Intuitionistic Fuzzy Broad Learning System: Enhancing Robustness Against Noise and Outliers

  • paper_url: http://arxiv.org/abs/2307.08713
  • repo_url: None
  • paper_authors: M. Sajid, A. K. Malik, M. Tanveer
    for: 提高 Broad Learning System (BLS) 的稳定性和有效性,应对实际数据集中噪声和异常值的问题。methods: 提出了两种改进 BLS 模型:含隐式含度的 F-BLS 模型和基于直觉含数理论的 IF-BLS 模型。两种模型都使用距离函数来评估训练点的成员度,但是 F-BLS 模型只考虑训练点与类中心的距离,而 IF-BLS 模型则考虑训练点的含度和非含度。results: 对于 44 个 UCI 数据集和 ADNI 数据集,提出的 F-BLS 和 IF-BLS 模型都显示出优于基eline 模型的总体化能力和鲁棒性。具有噪声的 UCI 数据集上,提出的方法也能够保持比较高的总体化能力和鲁棒性。
    Abstract In the realm of data classification, broad learning system (BLS) has proven to be a potent tool that utilizes a layer-by-layer feed-forward neural network.
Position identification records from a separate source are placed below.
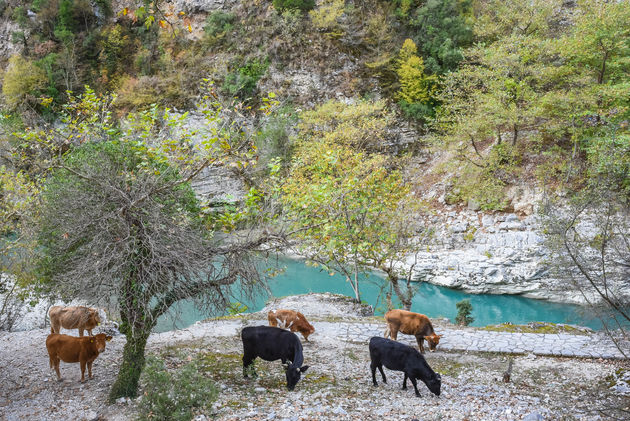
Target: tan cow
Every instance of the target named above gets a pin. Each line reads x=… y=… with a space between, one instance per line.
x=82 y=318
x=411 y=323
x=71 y=349
x=292 y=320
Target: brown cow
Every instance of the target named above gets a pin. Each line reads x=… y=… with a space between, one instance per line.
x=292 y=320
x=411 y=323
x=82 y=318
x=71 y=349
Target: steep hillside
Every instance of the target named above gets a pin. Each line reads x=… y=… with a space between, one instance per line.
x=482 y=108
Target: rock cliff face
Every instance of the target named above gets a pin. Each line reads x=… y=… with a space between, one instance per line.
x=472 y=251
x=497 y=254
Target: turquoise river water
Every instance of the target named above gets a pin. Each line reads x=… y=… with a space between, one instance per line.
x=432 y=300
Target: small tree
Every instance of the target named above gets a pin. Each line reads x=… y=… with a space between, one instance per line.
x=464 y=309
x=120 y=224
x=351 y=208
x=415 y=85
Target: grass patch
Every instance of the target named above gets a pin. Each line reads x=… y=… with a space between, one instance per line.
x=537 y=327
x=448 y=368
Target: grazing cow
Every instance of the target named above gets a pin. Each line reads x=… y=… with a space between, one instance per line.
x=71 y=349
x=270 y=344
x=411 y=323
x=292 y=320
x=401 y=357
x=82 y=318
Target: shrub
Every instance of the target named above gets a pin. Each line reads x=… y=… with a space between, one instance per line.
x=219 y=22
x=174 y=396
x=22 y=83
x=242 y=82
x=303 y=5
x=464 y=308
x=327 y=15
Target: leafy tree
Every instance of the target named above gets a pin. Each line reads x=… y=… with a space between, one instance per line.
x=22 y=83
x=464 y=309
x=415 y=93
x=441 y=31
x=327 y=17
x=351 y=209
x=590 y=244
x=495 y=19
x=303 y=5
x=121 y=225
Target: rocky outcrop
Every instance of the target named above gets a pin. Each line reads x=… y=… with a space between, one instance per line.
x=496 y=254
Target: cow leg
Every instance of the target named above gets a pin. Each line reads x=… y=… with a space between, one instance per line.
x=248 y=367
x=420 y=340
x=55 y=363
x=380 y=368
x=415 y=385
x=82 y=371
x=373 y=369
x=393 y=333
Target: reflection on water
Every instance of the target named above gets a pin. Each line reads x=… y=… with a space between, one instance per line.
x=432 y=300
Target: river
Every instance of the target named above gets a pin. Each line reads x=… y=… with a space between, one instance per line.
x=434 y=301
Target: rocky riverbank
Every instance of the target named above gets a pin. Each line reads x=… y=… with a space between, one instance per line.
x=336 y=387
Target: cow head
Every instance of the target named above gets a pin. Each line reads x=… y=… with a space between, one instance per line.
x=433 y=340
x=434 y=383
x=293 y=374
x=307 y=331
x=93 y=317
x=100 y=340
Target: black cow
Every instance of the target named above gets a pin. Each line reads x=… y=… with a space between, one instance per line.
x=401 y=357
x=273 y=343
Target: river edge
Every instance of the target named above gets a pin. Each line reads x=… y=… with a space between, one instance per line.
x=337 y=386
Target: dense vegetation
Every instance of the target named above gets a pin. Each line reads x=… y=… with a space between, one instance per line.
x=502 y=93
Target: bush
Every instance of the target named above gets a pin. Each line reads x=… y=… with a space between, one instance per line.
x=303 y=5
x=23 y=82
x=242 y=82
x=174 y=396
x=464 y=308
x=326 y=17
x=219 y=22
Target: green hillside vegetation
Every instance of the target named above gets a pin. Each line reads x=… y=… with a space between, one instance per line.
x=502 y=93
x=525 y=91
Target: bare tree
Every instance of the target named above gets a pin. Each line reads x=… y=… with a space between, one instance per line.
x=590 y=242
x=119 y=224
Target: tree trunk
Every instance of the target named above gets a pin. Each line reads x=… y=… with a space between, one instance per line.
x=405 y=299
x=354 y=283
x=126 y=384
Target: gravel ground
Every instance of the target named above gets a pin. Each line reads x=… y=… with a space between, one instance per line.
x=337 y=385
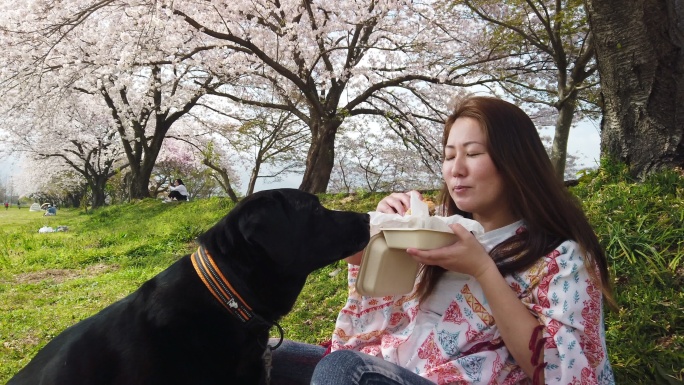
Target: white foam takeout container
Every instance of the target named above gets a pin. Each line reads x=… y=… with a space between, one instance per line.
x=386 y=269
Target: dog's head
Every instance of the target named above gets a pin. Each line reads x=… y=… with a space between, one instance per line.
x=276 y=238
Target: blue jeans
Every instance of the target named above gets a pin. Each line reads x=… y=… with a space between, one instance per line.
x=296 y=363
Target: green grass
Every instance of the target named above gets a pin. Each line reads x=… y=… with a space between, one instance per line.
x=50 y=281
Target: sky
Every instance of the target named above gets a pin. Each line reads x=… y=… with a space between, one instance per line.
x=584 y=142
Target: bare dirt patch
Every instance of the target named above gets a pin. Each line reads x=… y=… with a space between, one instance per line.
x=61 y=275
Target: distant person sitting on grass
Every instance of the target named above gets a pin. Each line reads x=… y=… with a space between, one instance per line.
x=51 y=210
x=177 y=192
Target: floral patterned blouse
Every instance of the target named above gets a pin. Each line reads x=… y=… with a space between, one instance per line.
x=452 y=337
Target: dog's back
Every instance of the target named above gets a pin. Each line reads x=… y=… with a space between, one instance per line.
x=173 y=330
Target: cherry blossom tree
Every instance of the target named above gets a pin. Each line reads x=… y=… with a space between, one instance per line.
x=123 y=53
x=552 y=63
x=371 y=160
x=72 y=133
x=394 y=61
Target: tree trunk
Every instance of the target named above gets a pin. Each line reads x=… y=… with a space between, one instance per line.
x=321 y=158
x=559 y=149
x=640 y=53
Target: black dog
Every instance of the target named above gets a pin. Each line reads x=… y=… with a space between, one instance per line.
x=206 y=319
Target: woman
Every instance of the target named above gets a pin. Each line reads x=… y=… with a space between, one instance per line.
x=531 y=310
x=178 y=191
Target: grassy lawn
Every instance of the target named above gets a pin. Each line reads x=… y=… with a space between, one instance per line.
x=50 y=281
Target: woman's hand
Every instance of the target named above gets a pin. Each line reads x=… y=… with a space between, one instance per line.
x=395 y=203
x=466 y=256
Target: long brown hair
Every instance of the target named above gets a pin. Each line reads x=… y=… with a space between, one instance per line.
x=550 y=212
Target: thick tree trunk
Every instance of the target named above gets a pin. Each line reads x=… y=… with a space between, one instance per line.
x=640 y=52
x=320 y=159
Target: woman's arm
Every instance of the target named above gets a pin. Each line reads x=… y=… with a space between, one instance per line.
x=513 y=319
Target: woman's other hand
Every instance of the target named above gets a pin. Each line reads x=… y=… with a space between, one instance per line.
x=466 y=256
x=396 y=203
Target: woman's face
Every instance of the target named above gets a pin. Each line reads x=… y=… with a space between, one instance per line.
x=474 y=183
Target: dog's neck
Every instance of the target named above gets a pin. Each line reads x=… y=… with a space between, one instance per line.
x=225 y=294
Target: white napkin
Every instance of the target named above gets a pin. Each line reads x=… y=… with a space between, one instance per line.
x=420 y=218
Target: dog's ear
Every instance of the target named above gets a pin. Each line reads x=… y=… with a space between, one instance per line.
x=264 y=225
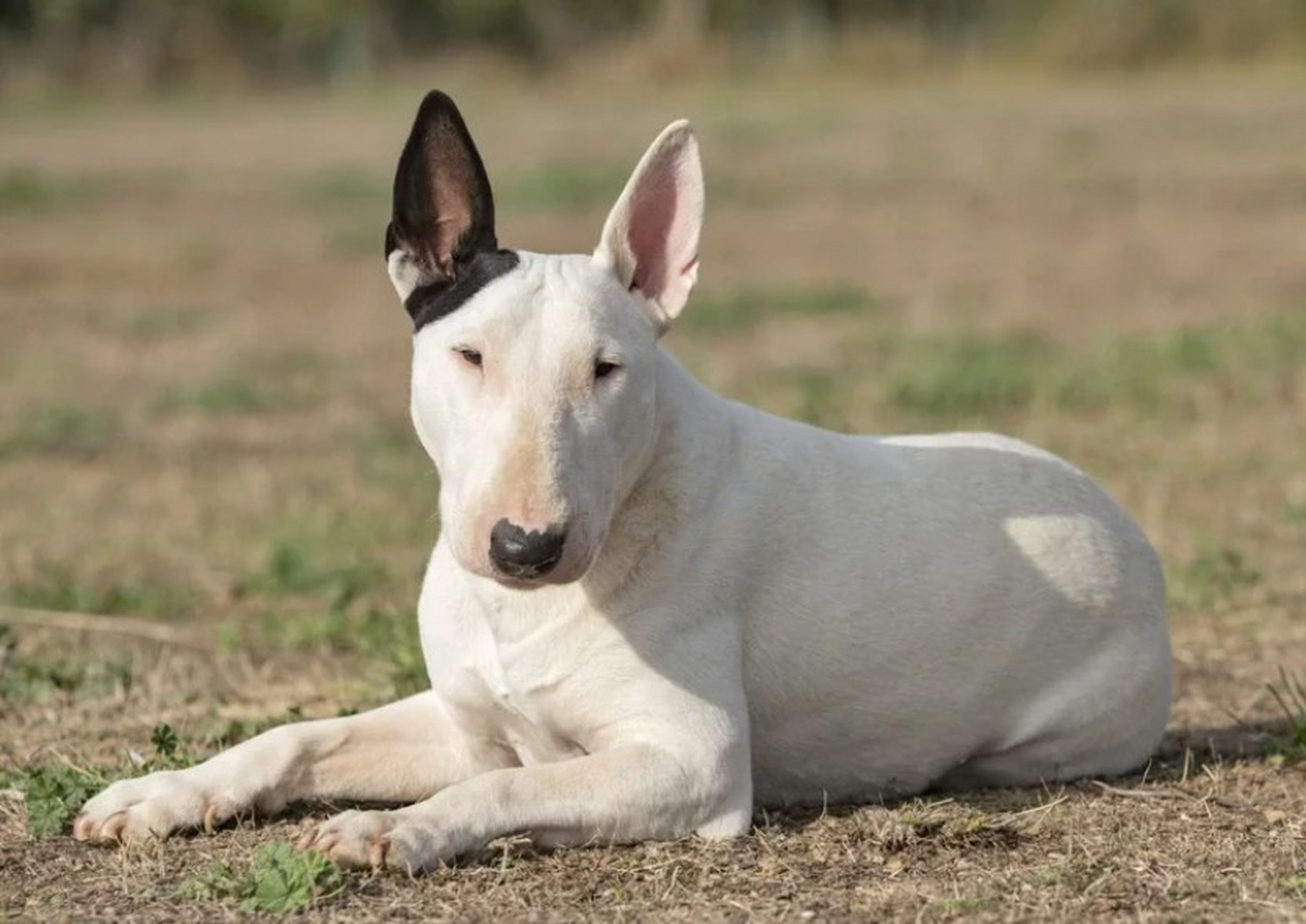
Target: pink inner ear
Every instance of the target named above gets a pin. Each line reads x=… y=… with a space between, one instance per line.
x=660 y=234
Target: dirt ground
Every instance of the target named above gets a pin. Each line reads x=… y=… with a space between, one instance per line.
x=206 y=471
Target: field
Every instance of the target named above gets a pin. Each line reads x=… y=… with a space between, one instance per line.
x=206 y=471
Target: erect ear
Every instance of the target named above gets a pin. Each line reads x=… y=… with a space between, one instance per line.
x=443 y=205
x=650 y=239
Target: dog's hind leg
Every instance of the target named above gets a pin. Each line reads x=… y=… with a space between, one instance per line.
x=399 y=754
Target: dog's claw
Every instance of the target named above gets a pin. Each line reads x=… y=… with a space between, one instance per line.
x=113 y=828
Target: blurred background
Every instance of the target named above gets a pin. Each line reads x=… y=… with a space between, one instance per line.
x=161 y=45
x=1078 y=221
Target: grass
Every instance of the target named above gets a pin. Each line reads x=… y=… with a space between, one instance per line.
x=27 y=191
x=739 y=311
x=219 y=397
x=1216 y=578
x=54 y=794
x=58 y=588
x=563 y=186
x=1289 y=694
x=277 y=880
x=59 y=430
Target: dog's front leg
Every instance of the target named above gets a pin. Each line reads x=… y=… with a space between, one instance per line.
x=401 y=754
x=630 y=793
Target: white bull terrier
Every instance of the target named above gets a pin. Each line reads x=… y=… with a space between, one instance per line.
x=650 y=607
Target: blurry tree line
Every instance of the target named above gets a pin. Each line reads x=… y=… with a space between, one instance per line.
x=160 y=42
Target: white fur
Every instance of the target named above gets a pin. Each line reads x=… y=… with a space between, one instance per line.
x=747 y=609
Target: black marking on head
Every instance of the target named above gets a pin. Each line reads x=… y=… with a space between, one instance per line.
x=443 y=297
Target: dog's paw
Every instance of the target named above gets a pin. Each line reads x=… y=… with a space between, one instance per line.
x=150 y=807
x=375 y=840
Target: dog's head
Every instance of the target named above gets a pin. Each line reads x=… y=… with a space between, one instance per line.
x=534 y=376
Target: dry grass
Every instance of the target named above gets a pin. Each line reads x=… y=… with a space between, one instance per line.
x=204 y=424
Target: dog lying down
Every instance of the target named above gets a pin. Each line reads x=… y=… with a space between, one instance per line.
x=650 y=607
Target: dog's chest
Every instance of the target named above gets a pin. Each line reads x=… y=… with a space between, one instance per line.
x=500 y=693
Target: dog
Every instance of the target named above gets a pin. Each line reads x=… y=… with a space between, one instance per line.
x=650 y=609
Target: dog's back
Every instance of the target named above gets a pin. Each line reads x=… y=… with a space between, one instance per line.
x=975 y=601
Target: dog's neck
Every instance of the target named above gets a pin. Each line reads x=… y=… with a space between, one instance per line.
x=690 y=421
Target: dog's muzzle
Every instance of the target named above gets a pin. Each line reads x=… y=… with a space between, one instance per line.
x=523 y=555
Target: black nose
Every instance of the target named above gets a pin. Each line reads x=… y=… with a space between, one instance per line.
x=519 y=554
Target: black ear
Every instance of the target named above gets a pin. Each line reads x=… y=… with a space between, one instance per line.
x=443 y=205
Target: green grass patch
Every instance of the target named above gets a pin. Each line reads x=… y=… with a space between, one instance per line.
x=166 y=321
x=27 y=190
x=968 y=375
x=59 y=430
x=345 y=188
x=56 y=588
x=277 y=880
x=54 y=794
x=222 y=396
x=563 y=186
x=27 y=679
x=324 y=606
x=1291 y=696
x=716 y=313
x=256 y=384
x=1212 y=581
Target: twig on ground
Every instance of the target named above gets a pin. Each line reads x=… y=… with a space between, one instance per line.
x=1141 y=794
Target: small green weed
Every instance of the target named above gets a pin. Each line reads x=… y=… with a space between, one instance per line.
x=353 y=188
x=292 y=570
x=957 y=906
x=54 y=794
x=221 y=397
x=279 y=880
x=67 y=431
x=235 y=731
x=1211 y=581
x=56 y=588
x=166 y=321
x=29 y=191
x=968 y=375
x=1291 y=696
x=27 y=679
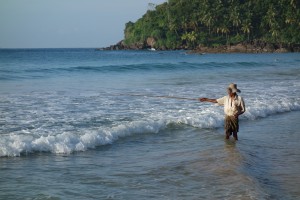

It consists of feature learning and enhancement segments, working together to extract intricate features from input data. The traditional BLS treats all samples as equally significant, which makes it less robust and less effective for real-world datasets with noises and outliers. To address this issue, we propose the fuzzy BLS (F-BLS) model, which assigns a fuzzy membership value to each training point to reduce the influence of noises and outliers. In assigning the membership value, the F-BLS model solely considers the distance from samples to the class center in the original feature space without incorporating the extent of non-belongingness to a class. We further propose a novel BLS based on intuitionistic fuzzy theory (IF-BLS). The proposed IF-BLS utilizes intuitionistic fuzzy numbers based on fuzzy membership and non-membership values to assign scores to training points in the high-dimensional feature space by using a kernel function. We evaluate the performance of proposed F-BLS and IF-BLS models on 44 UCI benchmark datasets across diverse domains. Furthermore, Gaussian noise is added to some UCI datasets to assess the robustness of the proposed F-BLS and IF-BLS models. Experimental results demonstrate superior generalization performance of the proposed F-BLS and IF-BLS models compared to baseline models, both with and without Gaussian noise. Additionally, we implement the proposed F-BLS and IF-BLS models on the Alzheimers Disease Neuroimaging Initiative (ADNI) dataset, and promising results showcase the models effectiveness in real-world applications. The proposed methods offer a promising solution to enhance the BLS frameworks ability to handle noise and outliers.
    摘要 在数据分类领域,广泛学习系统(BLS)已经证明是一种强大的工具,使用层次 feed-forward 神经网络。它包括特征学习和提升段,共同提取输入数据中细腻的特征。传统的 BLS 对所有样本都视为一样重要,这使得它在真实世界的数据集中 less robust 和 less effective。为解决这个问题,我们提出了模糊 BLS(F-BLS)模型,它将对each training point 分配模糊会员价值,以降低噪声和异常值的影响。在分配会员价值时,F-BLS 模型只考虑样本与类中心的距离在原始特征空间中,不考虑类外的非属性程度。我们还提出了基于INTUITIONISTIC FUZZY理论(IF-BLS)的新模型。该模型使用INTUITIONISTIC FUZZY数字,基于模糊会员价值和非会员价值来对训练点进行分配分数。我们对44个 UCI benchmark 数据集进行了评估,并在一些 UCI 数据集上添加了高斯噪声,以评估我们提出的 F-BLS 和 IF-BLS 模型的Robustness。实验结果表明我们的提出的 F-BLS 和 IF-BLS 模型在对比基eline模型时表现出优化的总体化能力,同时在噪声和异常值存在的情况下也有优异的表现。此外,我们在ADNI 数据集上实现了我们的 F-BLS 和 IF-BLS 模型,并得到了有 promise 的结果,这表明我们的方法在真实世界应用中具有潜在的价值。我们的方法可以增强 BLS 框架对噪声和异常值的处理能力。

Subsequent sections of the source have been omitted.